Nelly affecta de réfléchir, dénudant aussitôt les seins gracieux de son amante pour y enfouir la face. Les coussins pectoraux étouffaient sa voix grêle.
— Je me dégoûte, profondément. À toi.
Sentant qu'on la pressait d'enchaîner, Vanessa se retint de rebondir.
— Je peux être orgueilleuse. Je déteste avoir tort.
— J'ai une fausse dent, une incisive. Parce que je me suis battue, un soir où j'étais saoule.
— J'me faisais tabasser à l'école. J'étais du genre première de classe.
— J'avais des bonnes notes que dans les matières genre musique ou arts plastiques. J'ai été acceptée au conservatoire, quand j'avais dix-huit ans. J'étais assez douée, mais j'ai tout lâché.
— Pourquoi ?
— Ça m'ennuie, de jouer ce que d'autres ont écrit. J'y trouve pas de sens. Pas d'envie.
— J'étais vierge jusqu'à mes vingt-deux ans.
— J'en avais douze, la première fois.
— C'était comment ?
— Comme un viol. C'était un viol. J'ai eu peur du mot, pendant longtemps. Mais le dire, en fait, ça aide. C'est pas à moi d'en avoir honte.
— Et c'est pour ça que...
— Rien à voir. J'ai juste pas de gros besoins. Et puis, personne avait jamais vraiment fait attention à mon plaisir, jusque là...
— Et moi, j'avais jamais été amoureuse.
— C'est cruel, de dire ça.
— Pas plus que d'en douter.
Unique preuve de sa bonne foi, Vanessa laissa tomber un baiser délicat sur sa nuque vulnérable, aussitôt hérissée. Nelly releva les yeux afin de lui tenir tête. Son amante insista d'un ton mièvre :
— Je t'aime tellement que, si tu me largues, je pleurerai.
— T'es une enfant, Van !
L'accusée colla sa truffe rodée contre le nez busqué de son austère conquête.

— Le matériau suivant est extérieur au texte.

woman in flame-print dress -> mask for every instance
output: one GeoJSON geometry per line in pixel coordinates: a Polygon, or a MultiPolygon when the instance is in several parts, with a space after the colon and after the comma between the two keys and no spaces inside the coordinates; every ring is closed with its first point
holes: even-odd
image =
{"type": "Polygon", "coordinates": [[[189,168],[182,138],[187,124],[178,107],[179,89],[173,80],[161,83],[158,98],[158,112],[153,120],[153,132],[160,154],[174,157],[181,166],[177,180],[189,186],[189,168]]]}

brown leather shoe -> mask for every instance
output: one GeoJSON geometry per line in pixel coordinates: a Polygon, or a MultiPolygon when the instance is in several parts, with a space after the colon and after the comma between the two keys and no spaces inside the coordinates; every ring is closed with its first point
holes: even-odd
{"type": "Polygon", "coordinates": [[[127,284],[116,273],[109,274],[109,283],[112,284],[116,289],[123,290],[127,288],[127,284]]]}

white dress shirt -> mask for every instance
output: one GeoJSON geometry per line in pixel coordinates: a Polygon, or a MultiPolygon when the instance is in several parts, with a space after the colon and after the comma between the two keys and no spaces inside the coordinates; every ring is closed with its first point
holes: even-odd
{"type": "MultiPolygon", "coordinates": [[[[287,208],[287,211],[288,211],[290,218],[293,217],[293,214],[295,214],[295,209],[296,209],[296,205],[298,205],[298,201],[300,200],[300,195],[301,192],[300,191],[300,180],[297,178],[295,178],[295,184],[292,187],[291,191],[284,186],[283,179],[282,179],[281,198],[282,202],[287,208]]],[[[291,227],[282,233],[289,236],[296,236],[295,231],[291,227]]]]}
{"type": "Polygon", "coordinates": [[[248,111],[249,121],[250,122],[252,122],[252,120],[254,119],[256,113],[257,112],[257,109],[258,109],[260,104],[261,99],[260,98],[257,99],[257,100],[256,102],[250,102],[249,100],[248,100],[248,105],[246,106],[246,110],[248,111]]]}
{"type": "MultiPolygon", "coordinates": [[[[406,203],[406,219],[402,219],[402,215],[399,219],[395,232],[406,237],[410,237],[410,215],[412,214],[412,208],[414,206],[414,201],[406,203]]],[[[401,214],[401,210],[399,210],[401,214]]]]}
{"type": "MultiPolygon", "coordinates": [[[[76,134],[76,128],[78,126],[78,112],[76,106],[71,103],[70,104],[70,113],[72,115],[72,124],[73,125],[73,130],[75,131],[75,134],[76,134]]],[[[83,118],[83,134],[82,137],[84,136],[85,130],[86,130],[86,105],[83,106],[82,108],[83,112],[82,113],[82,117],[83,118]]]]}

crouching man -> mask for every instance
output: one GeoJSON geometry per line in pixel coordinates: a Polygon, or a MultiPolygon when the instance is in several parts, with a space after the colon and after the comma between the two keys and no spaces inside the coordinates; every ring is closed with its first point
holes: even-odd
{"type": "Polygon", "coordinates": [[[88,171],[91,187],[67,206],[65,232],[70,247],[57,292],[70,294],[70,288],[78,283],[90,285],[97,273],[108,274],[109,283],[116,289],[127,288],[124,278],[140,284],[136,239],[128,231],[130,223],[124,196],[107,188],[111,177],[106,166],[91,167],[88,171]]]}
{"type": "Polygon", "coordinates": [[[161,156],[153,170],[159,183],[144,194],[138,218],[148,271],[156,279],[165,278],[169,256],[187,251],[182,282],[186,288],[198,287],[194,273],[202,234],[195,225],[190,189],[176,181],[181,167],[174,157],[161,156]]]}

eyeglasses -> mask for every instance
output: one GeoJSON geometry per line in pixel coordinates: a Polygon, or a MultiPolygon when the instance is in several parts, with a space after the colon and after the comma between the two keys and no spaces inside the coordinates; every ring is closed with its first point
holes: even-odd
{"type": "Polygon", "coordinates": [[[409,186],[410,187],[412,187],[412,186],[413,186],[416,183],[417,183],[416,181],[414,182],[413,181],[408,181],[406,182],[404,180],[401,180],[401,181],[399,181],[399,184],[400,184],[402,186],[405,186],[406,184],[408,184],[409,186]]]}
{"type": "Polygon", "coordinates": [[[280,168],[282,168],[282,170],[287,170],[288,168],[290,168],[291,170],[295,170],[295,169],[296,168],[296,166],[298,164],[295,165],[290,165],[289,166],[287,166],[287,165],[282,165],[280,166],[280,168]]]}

— J'aime quand tu me grondes, souffla-t-elle avec malice.
Puis elle toussa, sévère :
— Tu peux me faire tous les reproches que tu veux, mon cœur, si ça te soulage. Par contre, répète encore une fois que tu te dégoûtes, et je te jure que je t'en colle une. Pas trop fort, bien sûr.
— T'oserais frapper une fille sans défense ?
Car la question de Nelly n'en était pas vraiment une, plutôt que d'attendre la réponse, elle happa brutalement la langue de sa belle en l'enrobant de la sienne. Cette nuit-là, leur sommeil fut un long face-à-face ; deux haleines brouillées.